The five drugs in the combination: bortezomib, lenalidomide, daratumumab, dexamethasone, and cyclophosphamide chemotherapy are all individually licensed and in clinical use. The investigators hope this will allow the five-drug combination to receive streamlined approval for use in the U.K. and become available to patients relatively quickly.

“All these drugs are already individually licensed and available so we know they are safe, and that means the new combination could potentially be made available for patients quickly,” Kaiser added. “I hope the NHS will consider our data as soon as possible.”

When possessing specific genetic changes, multiple myeloma, a form of bone cancer, has been shown to be more aggressive, make patients less likely to respond to treatments, and more susceptible to relapse. Patients with ultra-high risk molecular markers are more likely to relapse within the first two years after diagnosis, suggest two previous studies.
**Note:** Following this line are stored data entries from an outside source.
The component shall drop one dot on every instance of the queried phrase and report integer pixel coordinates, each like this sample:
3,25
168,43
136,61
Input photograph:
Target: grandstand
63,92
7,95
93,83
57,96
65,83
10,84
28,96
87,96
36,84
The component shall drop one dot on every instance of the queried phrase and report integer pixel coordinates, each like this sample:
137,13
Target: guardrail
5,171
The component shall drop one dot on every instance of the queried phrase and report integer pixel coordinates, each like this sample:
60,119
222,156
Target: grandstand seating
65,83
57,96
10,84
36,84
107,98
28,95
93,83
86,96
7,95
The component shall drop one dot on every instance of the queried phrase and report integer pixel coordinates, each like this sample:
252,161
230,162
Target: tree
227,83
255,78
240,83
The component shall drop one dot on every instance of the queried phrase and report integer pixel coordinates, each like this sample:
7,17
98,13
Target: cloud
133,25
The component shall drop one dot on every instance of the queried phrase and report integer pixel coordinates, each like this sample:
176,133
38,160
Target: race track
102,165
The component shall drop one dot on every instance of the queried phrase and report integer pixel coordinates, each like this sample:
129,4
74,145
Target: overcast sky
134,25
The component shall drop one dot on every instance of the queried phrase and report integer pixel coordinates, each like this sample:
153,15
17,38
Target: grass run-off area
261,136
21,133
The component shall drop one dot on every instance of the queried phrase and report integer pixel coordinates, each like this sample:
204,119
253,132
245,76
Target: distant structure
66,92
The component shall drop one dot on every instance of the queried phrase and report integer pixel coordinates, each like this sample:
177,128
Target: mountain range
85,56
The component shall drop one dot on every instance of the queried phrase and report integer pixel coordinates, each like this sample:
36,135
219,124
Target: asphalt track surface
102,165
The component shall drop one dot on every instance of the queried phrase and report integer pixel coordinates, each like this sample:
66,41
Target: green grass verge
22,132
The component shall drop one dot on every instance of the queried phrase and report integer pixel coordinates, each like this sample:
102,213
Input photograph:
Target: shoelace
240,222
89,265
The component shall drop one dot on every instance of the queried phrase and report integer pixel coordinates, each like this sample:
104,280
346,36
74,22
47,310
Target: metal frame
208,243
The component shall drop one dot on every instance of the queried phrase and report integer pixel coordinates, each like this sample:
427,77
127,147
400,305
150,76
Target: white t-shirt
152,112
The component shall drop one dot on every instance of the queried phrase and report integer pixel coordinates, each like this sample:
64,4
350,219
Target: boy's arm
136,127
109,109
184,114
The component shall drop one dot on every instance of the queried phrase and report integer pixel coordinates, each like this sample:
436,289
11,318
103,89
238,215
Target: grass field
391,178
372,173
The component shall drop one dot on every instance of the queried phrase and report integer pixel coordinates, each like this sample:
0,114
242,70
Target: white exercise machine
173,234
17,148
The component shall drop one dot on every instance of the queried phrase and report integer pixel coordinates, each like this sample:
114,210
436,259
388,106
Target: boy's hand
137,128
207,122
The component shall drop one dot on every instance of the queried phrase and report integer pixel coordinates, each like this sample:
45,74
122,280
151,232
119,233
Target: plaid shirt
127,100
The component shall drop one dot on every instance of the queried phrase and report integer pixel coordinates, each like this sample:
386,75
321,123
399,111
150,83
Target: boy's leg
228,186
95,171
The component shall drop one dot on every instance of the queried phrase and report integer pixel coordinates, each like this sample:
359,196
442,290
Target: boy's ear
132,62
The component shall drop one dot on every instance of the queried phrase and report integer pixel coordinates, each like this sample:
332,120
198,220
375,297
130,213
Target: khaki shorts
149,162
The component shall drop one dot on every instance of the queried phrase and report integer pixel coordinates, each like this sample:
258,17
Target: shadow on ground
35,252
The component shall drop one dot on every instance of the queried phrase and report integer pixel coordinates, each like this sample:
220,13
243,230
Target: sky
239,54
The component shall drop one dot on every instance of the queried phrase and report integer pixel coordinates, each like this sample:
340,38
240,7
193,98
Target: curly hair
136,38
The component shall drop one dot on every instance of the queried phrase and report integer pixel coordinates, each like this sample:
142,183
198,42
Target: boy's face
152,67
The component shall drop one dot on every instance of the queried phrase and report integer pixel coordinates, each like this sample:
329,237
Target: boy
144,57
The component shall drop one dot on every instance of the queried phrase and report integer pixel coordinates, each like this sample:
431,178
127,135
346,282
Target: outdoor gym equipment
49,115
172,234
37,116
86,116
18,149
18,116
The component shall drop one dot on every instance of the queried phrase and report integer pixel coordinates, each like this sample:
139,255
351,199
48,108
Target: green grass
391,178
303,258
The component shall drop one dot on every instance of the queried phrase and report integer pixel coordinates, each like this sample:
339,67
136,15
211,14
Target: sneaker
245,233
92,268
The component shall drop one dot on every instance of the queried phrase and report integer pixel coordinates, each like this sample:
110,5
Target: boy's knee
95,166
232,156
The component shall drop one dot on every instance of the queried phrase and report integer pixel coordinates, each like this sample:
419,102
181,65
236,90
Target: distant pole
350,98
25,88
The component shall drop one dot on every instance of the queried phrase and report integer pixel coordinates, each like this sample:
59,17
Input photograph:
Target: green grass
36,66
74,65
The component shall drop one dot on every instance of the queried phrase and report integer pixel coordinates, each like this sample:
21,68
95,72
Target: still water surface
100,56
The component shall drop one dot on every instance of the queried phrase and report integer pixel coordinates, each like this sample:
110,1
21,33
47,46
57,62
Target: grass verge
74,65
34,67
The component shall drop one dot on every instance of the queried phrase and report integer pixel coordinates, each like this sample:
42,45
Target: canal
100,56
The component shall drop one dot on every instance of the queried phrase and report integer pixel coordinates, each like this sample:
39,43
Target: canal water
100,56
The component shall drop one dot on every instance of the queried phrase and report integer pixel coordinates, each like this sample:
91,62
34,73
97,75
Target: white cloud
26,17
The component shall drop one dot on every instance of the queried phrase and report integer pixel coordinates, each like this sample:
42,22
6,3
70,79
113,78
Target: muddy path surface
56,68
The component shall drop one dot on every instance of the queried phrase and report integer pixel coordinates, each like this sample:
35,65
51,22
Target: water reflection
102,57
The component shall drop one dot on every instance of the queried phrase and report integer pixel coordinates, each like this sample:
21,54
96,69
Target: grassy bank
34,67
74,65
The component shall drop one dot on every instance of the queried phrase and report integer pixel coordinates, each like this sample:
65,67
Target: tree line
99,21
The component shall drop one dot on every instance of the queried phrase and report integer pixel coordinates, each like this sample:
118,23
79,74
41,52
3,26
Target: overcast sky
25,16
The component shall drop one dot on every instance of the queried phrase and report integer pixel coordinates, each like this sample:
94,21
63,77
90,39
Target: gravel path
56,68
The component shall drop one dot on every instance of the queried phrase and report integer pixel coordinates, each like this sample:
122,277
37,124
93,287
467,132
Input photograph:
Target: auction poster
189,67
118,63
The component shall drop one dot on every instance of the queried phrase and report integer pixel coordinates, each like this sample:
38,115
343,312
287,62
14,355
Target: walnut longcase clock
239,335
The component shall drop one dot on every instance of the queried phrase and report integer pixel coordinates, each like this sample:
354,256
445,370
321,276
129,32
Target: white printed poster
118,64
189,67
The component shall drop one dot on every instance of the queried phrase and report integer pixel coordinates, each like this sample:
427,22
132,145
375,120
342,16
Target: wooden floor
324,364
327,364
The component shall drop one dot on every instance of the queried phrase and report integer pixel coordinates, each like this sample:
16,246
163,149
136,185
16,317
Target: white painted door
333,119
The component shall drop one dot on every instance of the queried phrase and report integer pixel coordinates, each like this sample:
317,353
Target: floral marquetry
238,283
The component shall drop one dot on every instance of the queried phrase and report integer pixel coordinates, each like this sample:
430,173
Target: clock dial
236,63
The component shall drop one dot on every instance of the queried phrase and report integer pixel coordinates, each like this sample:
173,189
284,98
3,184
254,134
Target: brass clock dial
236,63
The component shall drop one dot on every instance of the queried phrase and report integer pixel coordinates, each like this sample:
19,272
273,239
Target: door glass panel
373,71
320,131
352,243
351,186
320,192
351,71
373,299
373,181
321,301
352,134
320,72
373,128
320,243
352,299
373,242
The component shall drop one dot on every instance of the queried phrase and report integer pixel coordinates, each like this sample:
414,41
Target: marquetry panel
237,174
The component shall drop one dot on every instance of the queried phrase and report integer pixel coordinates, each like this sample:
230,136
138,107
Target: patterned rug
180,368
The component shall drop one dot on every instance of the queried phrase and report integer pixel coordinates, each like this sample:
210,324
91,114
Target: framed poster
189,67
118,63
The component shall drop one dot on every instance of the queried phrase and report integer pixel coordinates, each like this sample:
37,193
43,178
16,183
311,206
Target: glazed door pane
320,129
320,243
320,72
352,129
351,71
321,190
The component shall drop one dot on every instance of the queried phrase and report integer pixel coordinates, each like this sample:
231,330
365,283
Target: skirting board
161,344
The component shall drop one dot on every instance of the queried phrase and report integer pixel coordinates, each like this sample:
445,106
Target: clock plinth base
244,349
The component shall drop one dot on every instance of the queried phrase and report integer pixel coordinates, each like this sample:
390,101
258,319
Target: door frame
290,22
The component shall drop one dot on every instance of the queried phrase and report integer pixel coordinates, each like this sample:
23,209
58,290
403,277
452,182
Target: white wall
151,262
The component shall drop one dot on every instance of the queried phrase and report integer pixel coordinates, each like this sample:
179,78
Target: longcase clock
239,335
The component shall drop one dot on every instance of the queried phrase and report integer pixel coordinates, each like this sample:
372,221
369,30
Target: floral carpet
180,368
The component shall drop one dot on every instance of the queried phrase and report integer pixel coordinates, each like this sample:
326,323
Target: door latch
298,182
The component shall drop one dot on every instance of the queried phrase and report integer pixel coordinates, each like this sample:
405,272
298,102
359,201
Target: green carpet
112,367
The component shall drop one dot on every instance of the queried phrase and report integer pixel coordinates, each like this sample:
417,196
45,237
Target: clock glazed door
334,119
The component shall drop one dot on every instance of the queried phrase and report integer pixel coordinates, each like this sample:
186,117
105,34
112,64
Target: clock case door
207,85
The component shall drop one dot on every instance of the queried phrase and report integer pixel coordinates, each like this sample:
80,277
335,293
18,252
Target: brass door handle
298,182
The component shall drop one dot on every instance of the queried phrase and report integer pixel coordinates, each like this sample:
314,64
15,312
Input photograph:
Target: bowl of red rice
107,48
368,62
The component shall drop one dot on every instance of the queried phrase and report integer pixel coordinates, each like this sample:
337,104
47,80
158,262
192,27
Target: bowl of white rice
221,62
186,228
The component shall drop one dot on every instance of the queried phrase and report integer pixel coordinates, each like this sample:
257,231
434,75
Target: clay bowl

Patients not in the ultra-high risk group typically stay in remission for five years of longer.

There are no current treatments tailored for the ultra-high risk groups and their prognosis is poor.

The OPTIMUM trial enrolled 107 patients with ultra-high-risk myeloma between 2017 and 2019. The results presented at ASH compare survival outcomes from OPTIMUM patients, who received the new five-drug combination, with survival outcomes from patients in the Myeloma XI (MyXI) trial, who received carfilzomib, lenalidomide, cyclophosphamide and dexamethasone. It showed that patients from the OPTIMUM trials were more likely than the MyXI patients to live longer, both during and after treatment before disease progression.

OPTIMUM is the first ‘digital comparator’ trial for multiple myeloma. Digital comparator trials do not use a traditional control arm, and instead model comparators using data collected from other sources – in this case, another trial known as MyXI. This digital comparator trial provides a new framework to fast-track comparative evidence, helping scientists obtain answers faster for patients with high unmet clinical need.

“We are really excited to see the positive results of this trial, and to be able to demonstrate how application of novel statistical methods can result in efficient trial design, conduct and dissemination,” noted Sarah Brown, director of early phase clinical trials at the Clinical Trials Research Unit, University of Leeds. “The study and the methodology used really has the potential to impact research widely.”